Important Considerations for Re-parsing:

  • The regexes provided above are illustrative and need to be refined based on the exact format of your split lines. Syslog parsing can be very nuanced. You might have to create multiple if...then...else if blocks to match different log formats that appear in your split lines.
  • If you have many different syslog formats, this regex-based approach in mmnormalize can become very long and complex. In such scenarios, consider simplifying the input at the source or using a more advanced parsing solution if mmnormalize becomes unmanageable.
  • For very complex multi-line re-parsing, advanced Rsyslog users sometimes resort to using a named pipe (ompipe -> impipe) to feed the split lines back into a fresh Rsyslog input, which then triggers the full syslog parser automatically. This is beyond a beginner-friendly setup but demonstrates the flexibility.
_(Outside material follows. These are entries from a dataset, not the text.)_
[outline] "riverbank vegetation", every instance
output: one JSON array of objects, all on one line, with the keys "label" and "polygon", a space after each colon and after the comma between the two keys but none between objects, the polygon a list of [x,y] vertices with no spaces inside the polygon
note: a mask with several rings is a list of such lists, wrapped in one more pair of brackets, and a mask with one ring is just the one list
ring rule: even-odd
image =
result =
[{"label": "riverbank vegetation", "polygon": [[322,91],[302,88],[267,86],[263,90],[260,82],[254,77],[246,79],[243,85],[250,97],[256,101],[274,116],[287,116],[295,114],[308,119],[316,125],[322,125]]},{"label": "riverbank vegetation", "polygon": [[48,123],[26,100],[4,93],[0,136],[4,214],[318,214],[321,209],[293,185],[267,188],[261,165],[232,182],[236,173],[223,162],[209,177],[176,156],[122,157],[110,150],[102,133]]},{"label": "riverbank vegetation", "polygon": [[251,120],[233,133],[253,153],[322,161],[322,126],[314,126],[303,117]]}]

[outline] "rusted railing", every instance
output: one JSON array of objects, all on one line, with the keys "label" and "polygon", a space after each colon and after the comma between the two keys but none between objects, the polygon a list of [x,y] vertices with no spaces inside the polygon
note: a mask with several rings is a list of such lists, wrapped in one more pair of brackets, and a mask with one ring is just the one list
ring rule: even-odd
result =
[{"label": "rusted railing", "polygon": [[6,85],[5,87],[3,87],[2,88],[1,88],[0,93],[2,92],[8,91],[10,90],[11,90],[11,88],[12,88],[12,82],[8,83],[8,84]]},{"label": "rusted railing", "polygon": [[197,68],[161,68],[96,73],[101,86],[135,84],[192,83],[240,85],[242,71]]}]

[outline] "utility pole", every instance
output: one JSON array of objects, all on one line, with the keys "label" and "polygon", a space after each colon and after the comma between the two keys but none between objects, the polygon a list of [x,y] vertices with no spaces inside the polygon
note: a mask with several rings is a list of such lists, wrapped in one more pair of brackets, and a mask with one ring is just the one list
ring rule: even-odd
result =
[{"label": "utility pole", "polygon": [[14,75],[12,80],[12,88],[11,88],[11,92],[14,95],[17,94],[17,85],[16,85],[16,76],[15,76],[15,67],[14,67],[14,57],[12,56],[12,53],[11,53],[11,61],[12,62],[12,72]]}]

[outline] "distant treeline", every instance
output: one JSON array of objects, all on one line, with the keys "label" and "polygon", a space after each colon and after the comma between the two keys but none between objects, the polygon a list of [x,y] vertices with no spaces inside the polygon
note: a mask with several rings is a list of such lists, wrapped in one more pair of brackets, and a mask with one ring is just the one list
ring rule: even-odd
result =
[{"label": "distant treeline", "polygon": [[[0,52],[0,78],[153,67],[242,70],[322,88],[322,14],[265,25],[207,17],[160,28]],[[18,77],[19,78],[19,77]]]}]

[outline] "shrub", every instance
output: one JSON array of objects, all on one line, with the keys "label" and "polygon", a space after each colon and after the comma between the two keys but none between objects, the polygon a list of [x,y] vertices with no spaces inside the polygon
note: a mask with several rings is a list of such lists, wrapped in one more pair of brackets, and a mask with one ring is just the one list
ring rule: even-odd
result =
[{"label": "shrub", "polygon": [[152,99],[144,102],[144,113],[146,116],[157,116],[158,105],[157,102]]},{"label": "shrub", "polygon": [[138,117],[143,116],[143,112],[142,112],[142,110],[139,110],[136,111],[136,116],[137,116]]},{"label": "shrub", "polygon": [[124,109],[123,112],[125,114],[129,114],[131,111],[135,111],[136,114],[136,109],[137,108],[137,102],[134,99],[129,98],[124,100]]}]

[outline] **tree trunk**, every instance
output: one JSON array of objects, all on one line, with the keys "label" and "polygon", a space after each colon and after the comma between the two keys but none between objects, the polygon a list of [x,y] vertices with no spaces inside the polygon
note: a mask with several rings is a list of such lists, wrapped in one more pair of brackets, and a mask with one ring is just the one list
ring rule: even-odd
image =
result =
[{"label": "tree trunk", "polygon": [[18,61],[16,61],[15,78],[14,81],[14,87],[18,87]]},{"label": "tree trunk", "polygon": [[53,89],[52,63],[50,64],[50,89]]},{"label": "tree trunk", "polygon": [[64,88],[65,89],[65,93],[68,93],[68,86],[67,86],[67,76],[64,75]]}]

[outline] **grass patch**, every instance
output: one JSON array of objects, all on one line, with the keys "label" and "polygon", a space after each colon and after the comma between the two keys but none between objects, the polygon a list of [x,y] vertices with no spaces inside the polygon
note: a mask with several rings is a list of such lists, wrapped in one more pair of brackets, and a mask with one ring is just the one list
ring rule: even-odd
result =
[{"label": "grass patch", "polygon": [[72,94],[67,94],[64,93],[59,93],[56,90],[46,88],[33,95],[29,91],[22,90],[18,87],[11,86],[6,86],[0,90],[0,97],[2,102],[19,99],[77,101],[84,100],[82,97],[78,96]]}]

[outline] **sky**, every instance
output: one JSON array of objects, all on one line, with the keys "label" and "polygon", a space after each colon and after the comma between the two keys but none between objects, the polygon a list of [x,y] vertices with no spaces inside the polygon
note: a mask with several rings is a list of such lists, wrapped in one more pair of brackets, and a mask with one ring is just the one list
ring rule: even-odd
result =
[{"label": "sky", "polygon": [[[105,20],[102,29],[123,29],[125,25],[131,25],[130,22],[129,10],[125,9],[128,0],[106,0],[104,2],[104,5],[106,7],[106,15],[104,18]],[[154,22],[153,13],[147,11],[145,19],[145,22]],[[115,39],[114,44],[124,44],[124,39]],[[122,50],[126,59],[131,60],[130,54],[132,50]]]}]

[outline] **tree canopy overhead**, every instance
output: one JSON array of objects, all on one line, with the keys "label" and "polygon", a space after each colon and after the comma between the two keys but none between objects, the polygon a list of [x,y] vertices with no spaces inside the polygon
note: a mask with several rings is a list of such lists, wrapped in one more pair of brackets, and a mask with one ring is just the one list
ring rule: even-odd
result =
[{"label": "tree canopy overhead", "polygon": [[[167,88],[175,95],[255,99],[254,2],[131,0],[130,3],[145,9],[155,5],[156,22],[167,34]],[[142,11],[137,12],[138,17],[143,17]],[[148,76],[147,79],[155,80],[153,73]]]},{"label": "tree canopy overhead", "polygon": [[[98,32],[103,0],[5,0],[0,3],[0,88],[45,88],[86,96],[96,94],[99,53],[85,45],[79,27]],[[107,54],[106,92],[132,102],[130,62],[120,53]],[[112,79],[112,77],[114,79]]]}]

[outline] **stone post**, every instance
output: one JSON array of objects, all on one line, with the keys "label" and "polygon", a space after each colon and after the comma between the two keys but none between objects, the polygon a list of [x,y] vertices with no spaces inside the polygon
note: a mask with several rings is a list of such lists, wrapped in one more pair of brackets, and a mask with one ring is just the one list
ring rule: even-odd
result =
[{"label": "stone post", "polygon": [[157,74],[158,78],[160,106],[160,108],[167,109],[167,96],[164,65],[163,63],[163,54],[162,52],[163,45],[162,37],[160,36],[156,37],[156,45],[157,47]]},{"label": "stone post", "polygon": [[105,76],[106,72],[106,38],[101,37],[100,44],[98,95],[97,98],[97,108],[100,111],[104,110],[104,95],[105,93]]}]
Final Thoughts: Test, Monitor, and Refine

No matter which option you choose, always remember to test thoroughly. Deploy changes in a staging environment first. Use logger to simulate your problematic log messages and check the output in Kafka or the forwarded syslog stream. Monitor your Rsyslog instance for any errors or performance issues after implementing these changes. This journey from message1#012message2 to two perfectly separated log events might take a little effort, but with these tips, you'll get your Rsyslog setup purring like a kitten! Keep those logs clean, guys! Proper parsing is crucial for reliable monitoring, faster debugging, and accurate data analysis. By tackling these concatenated messages head-on, you're not just fixing a bug; you're significantly improving the quality and usability of your entire logging infrastructure. Remember, small iterative changes, coupled with careful observation, are key to successful Rsyslog configuration management. Good luck!